Her stomach tightened. Now the real journey began. All across Lyonya she had been safe in the bubble of the elvenhome, guarded from any harm by the King’s Squires who escorted her. Even in western Prealíth, she had felt safer than here, where her world as she knew it ended and the unknown began. From Bannerlíth, she must go on alone.

She shook herself out of that mood and reviewed her resources. The loose jewels were well hidden, sewn into the lining of her doublet. Kieri had provided the kind of small box he said sea passengers usually carried, and the regalia fit into it underneath her spare clothes. She had a letter from him to the Sea-Prince, and this was the right season to sail from Bannerlíth to the Immerhoft Sea.

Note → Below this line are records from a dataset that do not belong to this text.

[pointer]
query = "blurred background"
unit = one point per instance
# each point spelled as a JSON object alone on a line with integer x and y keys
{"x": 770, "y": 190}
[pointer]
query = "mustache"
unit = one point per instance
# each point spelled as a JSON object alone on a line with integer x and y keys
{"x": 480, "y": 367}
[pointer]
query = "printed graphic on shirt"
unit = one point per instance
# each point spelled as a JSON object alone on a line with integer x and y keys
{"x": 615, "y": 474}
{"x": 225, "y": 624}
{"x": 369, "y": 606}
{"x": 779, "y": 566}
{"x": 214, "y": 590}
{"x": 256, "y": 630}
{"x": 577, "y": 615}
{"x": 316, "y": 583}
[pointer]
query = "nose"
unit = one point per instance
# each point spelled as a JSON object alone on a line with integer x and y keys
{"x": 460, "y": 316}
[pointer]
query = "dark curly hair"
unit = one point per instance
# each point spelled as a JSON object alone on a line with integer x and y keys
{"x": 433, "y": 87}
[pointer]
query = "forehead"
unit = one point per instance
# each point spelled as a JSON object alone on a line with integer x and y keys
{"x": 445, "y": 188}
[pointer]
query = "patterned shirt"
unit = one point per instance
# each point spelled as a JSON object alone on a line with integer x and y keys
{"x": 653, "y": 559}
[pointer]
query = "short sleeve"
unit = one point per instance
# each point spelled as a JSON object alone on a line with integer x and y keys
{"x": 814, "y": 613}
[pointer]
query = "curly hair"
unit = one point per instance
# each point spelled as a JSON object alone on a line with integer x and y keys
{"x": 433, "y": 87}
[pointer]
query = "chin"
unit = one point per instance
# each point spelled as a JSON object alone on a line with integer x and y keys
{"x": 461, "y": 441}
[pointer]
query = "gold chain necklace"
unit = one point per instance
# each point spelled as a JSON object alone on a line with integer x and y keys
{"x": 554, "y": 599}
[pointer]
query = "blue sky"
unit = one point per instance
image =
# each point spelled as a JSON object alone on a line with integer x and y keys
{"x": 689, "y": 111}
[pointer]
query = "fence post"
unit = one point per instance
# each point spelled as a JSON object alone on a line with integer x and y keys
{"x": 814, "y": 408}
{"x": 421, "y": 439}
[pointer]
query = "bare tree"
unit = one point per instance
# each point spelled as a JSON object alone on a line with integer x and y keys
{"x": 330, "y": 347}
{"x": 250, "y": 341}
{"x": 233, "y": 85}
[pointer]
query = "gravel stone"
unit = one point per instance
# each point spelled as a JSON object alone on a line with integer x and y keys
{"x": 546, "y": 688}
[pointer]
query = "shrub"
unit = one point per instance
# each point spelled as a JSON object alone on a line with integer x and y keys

She lifted her reins. “It’s a lovely city,” she said. “At least, seen from here.”

“It is indeed,” said Berne.

The city gate was nothing more than an arch with a pole across the track and two men in green and blue lounging in the shade of a tree.

“You’re from Lyonya!” one of them said. “I remember you. Message for the Sea-Prince?”

“Yes,” said Berne.

“And who’s that?” He pointed at Dorrin.

“Someone the Sea-Prince wants to meet,” Varne said.

“Go on, then.” The two men lifted the pole from its brackets, and they rode through.